Jul 10th, 2012 by Annie
PBR Tiny Chocolate No-Bake Cheesecakes Recipe
This dessert is rich and creamy with the scrumptious flavors of chocolate, espresso, and Pabst Blue Ribbon beer.
Inspired by The Year of the Gadfly
Prep Time: 30 minutes Chill Time: 2 hours Servings: 10
- 10-12 ounce package of chocolate cookies (yield about 4 cups of crumbs)
- 1/2 cup butter, melted
- 3 8-ounce packages of cream cheese, softened
- 1 14-ounce can of sweetened condensed milk
- 1/2 cup Pabst Blue Ribbon beer
- 1/3 cup cocoa
- 1/2 teaspoon salt
- 1 tablespoon espresso powder
- 1 teaspoon vanilla
Whipped Cream Topping:
- 1 cup heavy whipping cream
- 1/4 cup powdered sugar
- 2 tablespoons of Pabst Blue Ribbon beer
- Place cookies in food processor and pulse until fine crumbs are formed. Add melted butter and pulse several more times until combined.
- Press crumbs into bottom of 7 to 8-ounce custard bowls (you will need about 10) or dessert/cordial glasses using fingertips.
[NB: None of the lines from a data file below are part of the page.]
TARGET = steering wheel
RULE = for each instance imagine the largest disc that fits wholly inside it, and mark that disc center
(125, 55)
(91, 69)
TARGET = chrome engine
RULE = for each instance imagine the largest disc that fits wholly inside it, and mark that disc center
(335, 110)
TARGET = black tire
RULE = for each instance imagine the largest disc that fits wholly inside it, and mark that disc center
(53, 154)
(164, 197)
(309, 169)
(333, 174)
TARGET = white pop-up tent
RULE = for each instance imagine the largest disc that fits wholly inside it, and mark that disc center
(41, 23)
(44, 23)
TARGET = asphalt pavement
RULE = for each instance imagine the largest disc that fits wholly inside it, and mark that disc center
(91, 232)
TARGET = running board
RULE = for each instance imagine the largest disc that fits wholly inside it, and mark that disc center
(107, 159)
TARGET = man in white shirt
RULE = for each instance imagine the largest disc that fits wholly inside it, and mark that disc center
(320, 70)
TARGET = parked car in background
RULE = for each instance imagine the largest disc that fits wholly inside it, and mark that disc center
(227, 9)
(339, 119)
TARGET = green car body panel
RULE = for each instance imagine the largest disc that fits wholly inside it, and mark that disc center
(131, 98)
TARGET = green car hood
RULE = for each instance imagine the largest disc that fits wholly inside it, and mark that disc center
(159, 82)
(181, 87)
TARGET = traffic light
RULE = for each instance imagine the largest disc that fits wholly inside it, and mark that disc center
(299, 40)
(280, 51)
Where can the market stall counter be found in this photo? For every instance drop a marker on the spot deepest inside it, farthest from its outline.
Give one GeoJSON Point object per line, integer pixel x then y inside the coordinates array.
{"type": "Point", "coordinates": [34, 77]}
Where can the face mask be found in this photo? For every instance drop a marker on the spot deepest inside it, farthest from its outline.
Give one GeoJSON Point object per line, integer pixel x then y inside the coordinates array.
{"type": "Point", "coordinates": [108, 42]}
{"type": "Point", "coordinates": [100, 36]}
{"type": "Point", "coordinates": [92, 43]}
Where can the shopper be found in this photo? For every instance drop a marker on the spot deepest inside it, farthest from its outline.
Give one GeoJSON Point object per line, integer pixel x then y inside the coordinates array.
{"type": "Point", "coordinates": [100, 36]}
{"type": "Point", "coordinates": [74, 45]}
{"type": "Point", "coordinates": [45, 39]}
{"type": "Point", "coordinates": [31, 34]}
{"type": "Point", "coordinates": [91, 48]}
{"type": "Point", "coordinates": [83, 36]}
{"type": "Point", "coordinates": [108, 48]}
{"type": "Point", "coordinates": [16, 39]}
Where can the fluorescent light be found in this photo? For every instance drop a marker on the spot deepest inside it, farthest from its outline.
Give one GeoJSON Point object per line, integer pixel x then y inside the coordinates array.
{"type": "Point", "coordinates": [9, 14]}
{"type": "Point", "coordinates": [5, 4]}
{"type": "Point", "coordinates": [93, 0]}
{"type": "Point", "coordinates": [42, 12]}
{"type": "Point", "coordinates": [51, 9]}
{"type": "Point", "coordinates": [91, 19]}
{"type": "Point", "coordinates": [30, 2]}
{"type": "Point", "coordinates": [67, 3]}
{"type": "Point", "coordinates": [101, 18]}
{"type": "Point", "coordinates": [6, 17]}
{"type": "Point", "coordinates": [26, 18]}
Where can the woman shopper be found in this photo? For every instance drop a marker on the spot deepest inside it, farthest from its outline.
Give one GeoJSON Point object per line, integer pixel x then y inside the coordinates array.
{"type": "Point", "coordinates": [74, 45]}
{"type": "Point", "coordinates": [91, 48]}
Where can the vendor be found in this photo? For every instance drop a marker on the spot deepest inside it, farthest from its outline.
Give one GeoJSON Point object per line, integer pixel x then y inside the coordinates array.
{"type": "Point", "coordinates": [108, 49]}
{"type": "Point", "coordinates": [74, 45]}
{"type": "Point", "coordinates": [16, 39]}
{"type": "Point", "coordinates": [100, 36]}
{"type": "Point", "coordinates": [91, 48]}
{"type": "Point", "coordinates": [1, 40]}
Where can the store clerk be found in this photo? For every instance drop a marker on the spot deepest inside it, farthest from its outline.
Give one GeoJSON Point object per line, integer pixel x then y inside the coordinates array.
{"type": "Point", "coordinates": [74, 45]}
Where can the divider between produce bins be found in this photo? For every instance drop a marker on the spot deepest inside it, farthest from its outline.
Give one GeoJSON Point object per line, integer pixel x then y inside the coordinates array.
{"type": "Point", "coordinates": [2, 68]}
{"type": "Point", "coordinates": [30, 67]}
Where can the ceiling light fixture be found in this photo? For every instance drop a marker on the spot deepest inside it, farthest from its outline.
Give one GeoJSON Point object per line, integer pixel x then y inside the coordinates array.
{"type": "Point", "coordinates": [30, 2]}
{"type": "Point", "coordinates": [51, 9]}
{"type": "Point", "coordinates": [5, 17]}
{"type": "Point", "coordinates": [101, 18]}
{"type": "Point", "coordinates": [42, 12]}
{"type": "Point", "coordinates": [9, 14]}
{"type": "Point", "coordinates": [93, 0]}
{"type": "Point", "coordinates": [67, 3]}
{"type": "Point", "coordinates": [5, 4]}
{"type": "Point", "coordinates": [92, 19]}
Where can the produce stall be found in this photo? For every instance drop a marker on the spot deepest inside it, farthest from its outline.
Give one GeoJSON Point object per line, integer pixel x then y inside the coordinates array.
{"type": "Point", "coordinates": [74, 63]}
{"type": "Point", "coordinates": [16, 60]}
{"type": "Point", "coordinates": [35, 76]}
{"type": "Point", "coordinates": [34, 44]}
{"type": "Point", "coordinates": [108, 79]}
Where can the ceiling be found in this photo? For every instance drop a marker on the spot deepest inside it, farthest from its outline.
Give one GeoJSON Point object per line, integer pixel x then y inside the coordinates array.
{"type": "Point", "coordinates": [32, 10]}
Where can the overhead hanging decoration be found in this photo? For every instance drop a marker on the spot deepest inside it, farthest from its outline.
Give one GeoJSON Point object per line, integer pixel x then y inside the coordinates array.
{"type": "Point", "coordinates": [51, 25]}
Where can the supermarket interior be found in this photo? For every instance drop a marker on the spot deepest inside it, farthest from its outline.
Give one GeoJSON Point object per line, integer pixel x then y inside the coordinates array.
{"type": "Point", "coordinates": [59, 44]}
You will need about 1/4 cup per bowl. Set aside and reserve remaining crumbs.
- In a large bowl, beat together the softened cream cheese and sweetened condensed milk until well combined, scraping sides as needed. Beat in beer, cocoa and salt. In a small bowl dissolve together the espresso powder and vanilla. Beat into cream cheese mixture. Pour over crust in custard bowls (about 1/2 cup bowl).
- In a medium bowl, beat the whipping cream, powdered sugar and beer together until light and fluffy. Top each cheesecake with a dollop of whipped cream and sprinkle reserved cookie crumbs over top. Chill at least 2 hours or until ready serve.